Enfin, je suis inquiet pour ma femme. Elle est peut-être déjà infectée. Sera-t-elle très malade? On a décidé d’affronter la quarantaine ensemble. Difficile de faire autrement. Je l’ai déjà écrit ici : impossible de nous cloîtrer chacun dans nos quartiers, car la configuration de notre maison ne le permet pas, et impossible de nous réfugier chez nos parents sans les mettre à risque.

Maintenant que je sais que je suis positif, j’ai l’impression de me découvrir toutes sortes de petits symptômes. Ma tête me joue-t-elle des tours? Ça arrive à tous les médecins. Parlez-en à ceux qui examinent des patients qui ont des poux. Ça les démange pendant des jours…

On verra ce qui va arriver dans les prochains jours. En attendant, je suis officiellement un covidien…

Dimanche 13 décembre

Revirement!

En bon patient, j’ai décidé de m’inscrire à une étude clinique menée par le CIUSSS de l’Est-de-l’Île-de-Montréal. Et rebelote pour un prélèvement nasal et salivaire! Ma femme, qui devait être testée de toute façon, s’est aussi inscrite à l’étude. Nos résultats sont… négatifs! Aucune trace de matériel génétique viral, ni dans le nez ni dans la salive! Comment est-ce possible?

Deux scénarios se dessinent. Soit le premier résultat était un faux positif (le test dit que j’ai la COVID alors que ce n’est pas le cas). Soit je suis asymptomatique et le test a détecté des cadavres de virus qui traînaient encore dans mes fosses nasales.

Dans le second cas, la seule façon de le confirmer serait de mesurer la présence d’anticorps contre la COVID-19 dans mon sang. Pas possible pour l’instant. Mais je vais assurément me faire prélever un échantillon et le mettre au congélateur pour en avoir le cœur net! Cela est d’autant plus étrange que la plupart des erreurs sont des faux négatifs en raison d’une charge virale trop faible au moment du prélèvement, ou d’un échantillon inadéquat.

Donc, puis-je retourner à l’hôpital? Non, et c’est là la chose la plus importante.

Dans un combat contre une pandémie, il faut être prudent, surtout lorsque l’on est en contact avec les plus vulnérables. Un résultat positif ignoré ou mal interprété pourrait avoir des conséquences importantes. Et si c’était le test de confirmation qui avait tort? Il n’y a aucune façon de le savoir sans les anticorps. Je ne prends donc aucun risque. La règle doit s’appliquer, autant pour la population que pour le médecin de soins intensifs. Une éclosion dans l’unité de soins intensifs ou dans l’hôpital aurait des conséquences beaucoup plus importantes que celles découlant de mon absence du boulot. C’est pourquoi je dois faire une quarantaine.

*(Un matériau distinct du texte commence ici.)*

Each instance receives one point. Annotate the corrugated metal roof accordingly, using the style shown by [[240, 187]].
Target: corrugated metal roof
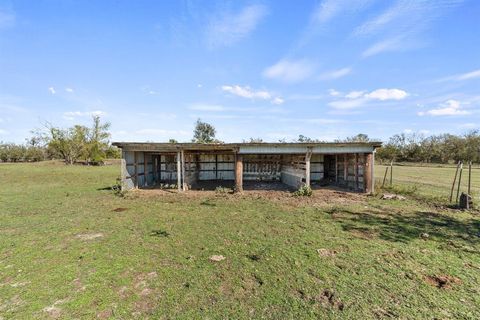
[[267, 147]]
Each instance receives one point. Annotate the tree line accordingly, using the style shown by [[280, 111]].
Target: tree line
[[90, 145], [443, 148]]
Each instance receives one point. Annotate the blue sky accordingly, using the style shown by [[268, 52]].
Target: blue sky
[[269, 69]]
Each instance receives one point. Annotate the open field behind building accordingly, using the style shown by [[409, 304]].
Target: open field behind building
[[70, 248]]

Que faut-il retenir de cette mésaventure? Si ces résultats sont le signe d’une infection asymptomatique, je fais partie des très chanceux. Mais cela ne rend pas la maladie moins sérieuse. Pour une grande partie des patients, les conséquences de la COVID-19 sont importantes ; il ne faut pas le banaliser. J’ai finalement tiré le bon numéro, mais cela aurait pu tourner vraiment mal. J’en sais quelque chose.

L’autre chose à retenir, c’est que si un médecin qui voit des patients malades tous les jours n’a pas réussi à détecter sa propre infection, c’est qu’il est incroyablement important de maintenir la ligne dure sur le port des équipements de protection individuels, le lavage de mains et la distanciation sociale. En attendant l’arrivée de la vaccination de masse, il est essentiel de freiner la progression du virus dans la communauté en réduisant nos contacts et en évitant les rassemblements des Fêtes.

Et oui, je termine ce week-end l’esprit plus léger que lorsque je l’ai commencé!